Saturday was the first really warm, sunny day in a long time. I spent the afternoon at Golden Gardens Beach, soaking up some much-needed Vitamin D. Being at the beach is one of my favorite ways to spend a Saturday afternoon. I flipped through a magazine and didn’t think about work or stress or money. It was fantastic. And I hope I get to do the same thing next weekend.

Tonight, while walking around Ballard and Fremont, I realized that a lot has improved in the last two years. In June 2008 my salary was about $12,000 less and I lived in a town where Wal-Mart was one of two grocery stores. (And I’d been boycotting the corporation since about 2005.) I was preparing to quit my job, pack all my belongings in my Honda Civic and move halfway across the country. I had a moment of “Oh my god, what am I doing?” somewhere in Montana or Idaho. But I’m so glad that I took the risk. If I hadn’t, my life would be completely different.

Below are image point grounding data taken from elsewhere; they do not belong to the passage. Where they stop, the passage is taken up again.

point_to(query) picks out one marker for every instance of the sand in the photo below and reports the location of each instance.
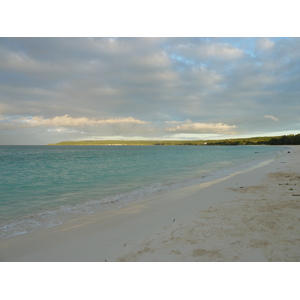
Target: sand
(249, 216)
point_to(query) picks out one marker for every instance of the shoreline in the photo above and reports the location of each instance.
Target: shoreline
(57, 216)
(128, 234)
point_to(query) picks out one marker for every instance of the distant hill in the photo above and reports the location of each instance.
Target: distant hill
(277, 140)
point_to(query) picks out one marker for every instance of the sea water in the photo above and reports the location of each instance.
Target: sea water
(45, 186)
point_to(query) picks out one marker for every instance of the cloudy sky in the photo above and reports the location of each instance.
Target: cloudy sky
(58, 89)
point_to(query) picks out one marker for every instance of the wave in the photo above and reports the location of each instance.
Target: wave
(64, 213)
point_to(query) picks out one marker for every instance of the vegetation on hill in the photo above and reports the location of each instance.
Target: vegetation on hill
(279, 140)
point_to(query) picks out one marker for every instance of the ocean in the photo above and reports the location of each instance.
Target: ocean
(45, 186)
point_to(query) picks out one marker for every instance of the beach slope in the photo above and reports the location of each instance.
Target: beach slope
(249, 216)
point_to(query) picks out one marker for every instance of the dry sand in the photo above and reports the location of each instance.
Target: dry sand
(249, 216)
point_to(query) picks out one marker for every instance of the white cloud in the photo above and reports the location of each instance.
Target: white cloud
(68, 121)
(272, 118)
(265, 43)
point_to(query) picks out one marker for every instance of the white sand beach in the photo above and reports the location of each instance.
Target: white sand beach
(249, 216)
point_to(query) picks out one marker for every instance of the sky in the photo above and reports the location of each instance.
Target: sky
(61, 89)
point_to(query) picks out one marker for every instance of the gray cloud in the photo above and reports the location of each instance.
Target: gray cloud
(224, 86)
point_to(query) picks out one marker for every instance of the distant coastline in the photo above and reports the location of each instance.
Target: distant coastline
(275, 140)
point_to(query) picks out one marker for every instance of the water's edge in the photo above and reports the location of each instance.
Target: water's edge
(56, 217)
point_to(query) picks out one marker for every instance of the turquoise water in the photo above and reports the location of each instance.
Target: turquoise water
(43, 186)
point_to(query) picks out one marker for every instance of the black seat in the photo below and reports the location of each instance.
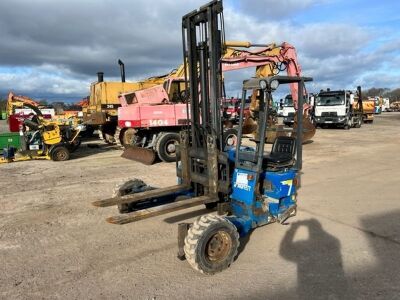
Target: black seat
(282, 153)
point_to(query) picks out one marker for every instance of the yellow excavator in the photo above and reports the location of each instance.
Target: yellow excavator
(39, 138)
(101, 113)
(269, 60)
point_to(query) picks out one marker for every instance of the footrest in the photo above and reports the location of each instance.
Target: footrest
(157, 210)
(143, 196)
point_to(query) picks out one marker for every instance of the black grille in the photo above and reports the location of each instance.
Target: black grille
(329, 114)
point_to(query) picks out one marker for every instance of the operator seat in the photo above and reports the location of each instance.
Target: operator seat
(282, 154)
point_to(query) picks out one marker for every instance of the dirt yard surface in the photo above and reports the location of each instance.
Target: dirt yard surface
(343, 244)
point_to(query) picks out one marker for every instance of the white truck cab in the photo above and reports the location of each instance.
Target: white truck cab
(336, 108)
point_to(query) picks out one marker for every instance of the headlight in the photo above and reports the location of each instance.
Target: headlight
(263, 84)
(274, 84)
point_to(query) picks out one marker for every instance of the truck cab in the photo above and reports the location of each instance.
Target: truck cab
(336, 108)
(288, 110)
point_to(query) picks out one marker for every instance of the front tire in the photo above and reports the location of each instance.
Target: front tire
(211, 244)
(60, 153)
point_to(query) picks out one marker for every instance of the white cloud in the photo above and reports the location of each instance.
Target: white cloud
(62, 44)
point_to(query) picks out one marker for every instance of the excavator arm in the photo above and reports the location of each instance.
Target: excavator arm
(269, 60)
(14, 101)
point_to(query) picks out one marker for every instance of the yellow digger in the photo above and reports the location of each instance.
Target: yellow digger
(38, 138)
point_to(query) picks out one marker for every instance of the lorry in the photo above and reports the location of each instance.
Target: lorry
(368, 110)
(101, 111)
(249, 188)
(338, 108)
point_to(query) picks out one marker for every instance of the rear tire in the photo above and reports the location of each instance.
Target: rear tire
(166, 146)
(211, 244)
(60, 153)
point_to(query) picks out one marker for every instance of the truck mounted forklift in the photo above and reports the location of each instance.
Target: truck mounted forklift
(249, 187)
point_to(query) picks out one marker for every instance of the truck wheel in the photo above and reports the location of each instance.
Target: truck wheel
(108, 138)
(128, 136)
(60, 153)
(211, 244)
(118, 136)
(166, 146)
(132, 186)
(108, 131)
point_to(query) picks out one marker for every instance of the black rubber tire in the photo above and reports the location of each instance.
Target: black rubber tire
(128, 136)
(358, 124)
(211, 206)
(118, 136)
(164, 144)
(199, 243)
(60, 153)
(75, 145)
(108, 132)
(230, 137)
(108, 138)
(129, 187)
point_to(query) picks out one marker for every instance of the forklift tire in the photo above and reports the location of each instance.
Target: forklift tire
(75, 145)
(166, 146)
(60, 153)
(211, 244)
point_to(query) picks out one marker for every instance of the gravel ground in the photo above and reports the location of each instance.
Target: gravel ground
(343, 244)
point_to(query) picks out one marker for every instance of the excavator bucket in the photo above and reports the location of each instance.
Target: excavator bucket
(308, 128)
(143, 155)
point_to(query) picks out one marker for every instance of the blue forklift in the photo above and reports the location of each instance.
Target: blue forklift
(248, 185)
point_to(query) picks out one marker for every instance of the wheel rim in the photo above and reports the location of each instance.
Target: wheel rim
(170, 148)
(218, 247)
(61, 155)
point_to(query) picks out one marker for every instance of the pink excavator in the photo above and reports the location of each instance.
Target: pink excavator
(149, 120)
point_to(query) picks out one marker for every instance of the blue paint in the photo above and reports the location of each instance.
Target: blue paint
(277, 195)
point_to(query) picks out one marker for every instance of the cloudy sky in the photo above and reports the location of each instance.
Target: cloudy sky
(52, 49)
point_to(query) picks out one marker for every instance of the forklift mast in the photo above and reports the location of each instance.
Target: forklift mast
(202, 33)
(203, 164)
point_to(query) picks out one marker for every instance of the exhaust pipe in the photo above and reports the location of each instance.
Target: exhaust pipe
(100, 76)
(122, 67)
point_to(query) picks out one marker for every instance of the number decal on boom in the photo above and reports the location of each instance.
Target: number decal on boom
(158, 122)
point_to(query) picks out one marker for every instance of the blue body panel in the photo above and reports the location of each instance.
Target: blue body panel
(277, 197)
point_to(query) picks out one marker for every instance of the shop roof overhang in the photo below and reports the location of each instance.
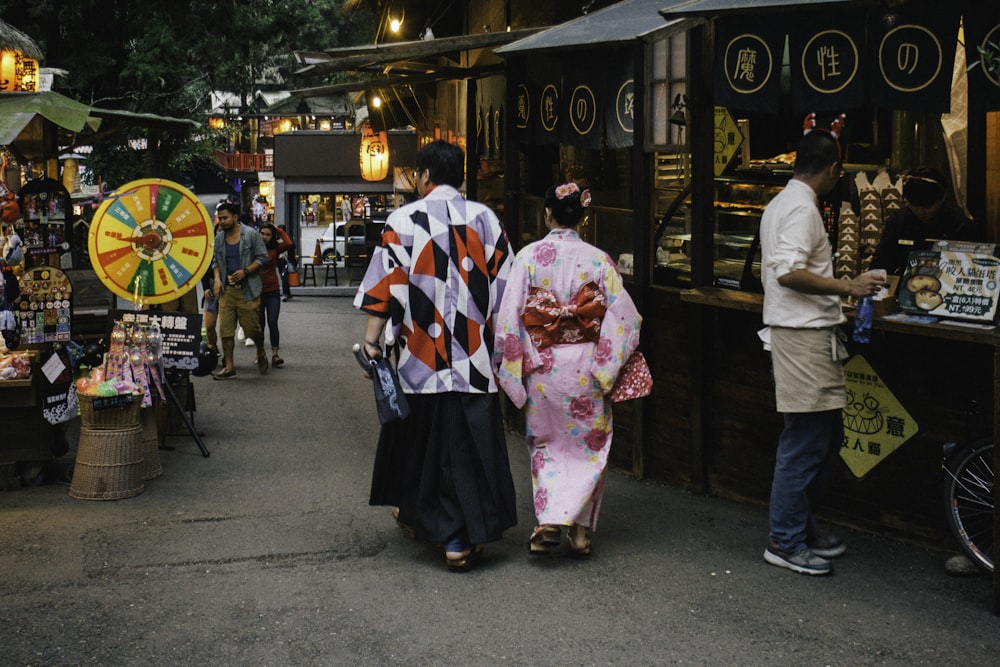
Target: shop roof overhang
(405, 56)
(623, 22)
(17, 110)
(708, 8)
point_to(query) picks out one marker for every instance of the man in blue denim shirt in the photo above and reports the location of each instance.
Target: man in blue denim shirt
(239, 256)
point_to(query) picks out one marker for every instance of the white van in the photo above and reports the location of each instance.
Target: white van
(333, 243)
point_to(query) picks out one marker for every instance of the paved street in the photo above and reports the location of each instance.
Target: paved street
(267, 553)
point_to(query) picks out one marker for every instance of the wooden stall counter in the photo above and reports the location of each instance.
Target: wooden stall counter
(938, 371)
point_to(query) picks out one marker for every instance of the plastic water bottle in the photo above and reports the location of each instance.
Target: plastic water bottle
(863, 320)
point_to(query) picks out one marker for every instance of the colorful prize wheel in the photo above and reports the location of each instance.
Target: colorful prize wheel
(151, 239)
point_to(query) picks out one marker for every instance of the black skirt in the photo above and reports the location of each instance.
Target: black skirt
(446, 468)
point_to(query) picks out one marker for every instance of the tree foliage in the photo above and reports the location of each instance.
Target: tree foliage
(166, 57)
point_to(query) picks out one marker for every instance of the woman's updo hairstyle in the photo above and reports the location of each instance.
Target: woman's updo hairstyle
(567, 202)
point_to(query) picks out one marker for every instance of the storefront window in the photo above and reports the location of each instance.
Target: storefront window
(667, 91)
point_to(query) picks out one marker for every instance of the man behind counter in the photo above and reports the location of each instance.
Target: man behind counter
(927, 215)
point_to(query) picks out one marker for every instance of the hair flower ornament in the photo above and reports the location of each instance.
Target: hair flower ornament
(567, 189)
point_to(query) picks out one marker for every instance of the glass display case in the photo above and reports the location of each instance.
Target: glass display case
(739, 204)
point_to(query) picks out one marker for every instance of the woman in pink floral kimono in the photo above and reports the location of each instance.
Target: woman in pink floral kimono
(565, 328)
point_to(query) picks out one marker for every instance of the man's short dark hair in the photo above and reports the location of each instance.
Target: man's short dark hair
(234, 209)
(816, 152)
(444, 162)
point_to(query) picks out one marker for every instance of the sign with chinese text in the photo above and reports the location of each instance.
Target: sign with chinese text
(18, 74)
(582, 102)
(875, 424)
(728, 139)
(181, 333)
(826, 65)
(619, 121)
(748, 57)
(952, 282)
(912, 60)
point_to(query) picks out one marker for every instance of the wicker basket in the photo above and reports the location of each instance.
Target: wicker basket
(108, 464)
(110, 412)
(151, 468)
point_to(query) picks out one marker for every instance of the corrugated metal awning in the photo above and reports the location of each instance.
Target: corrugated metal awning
(689, 8)
(413, 53)
(622, 22)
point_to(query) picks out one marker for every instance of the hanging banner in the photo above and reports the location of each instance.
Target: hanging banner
(583, 103)
(826, 64)
(548, 107)
(912, 59)
(982, 52)
(748, 74)
(619, 107)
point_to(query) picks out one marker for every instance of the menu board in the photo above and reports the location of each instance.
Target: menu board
(44, 308)
(954, 280)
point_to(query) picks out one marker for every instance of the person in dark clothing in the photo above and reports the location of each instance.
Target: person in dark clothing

Thinking about that time in my life was a good reminder that the things I do every day aren’t necessarily the things I’ll do two months from now, or even in two weeks. This too, shall pass. A friend who hates her retail job just gave her two-week notice and another friend’s sister had a baby about two weeks ago.

Things change, sometimes faster than I think they will. I just hope the sunny weather continues.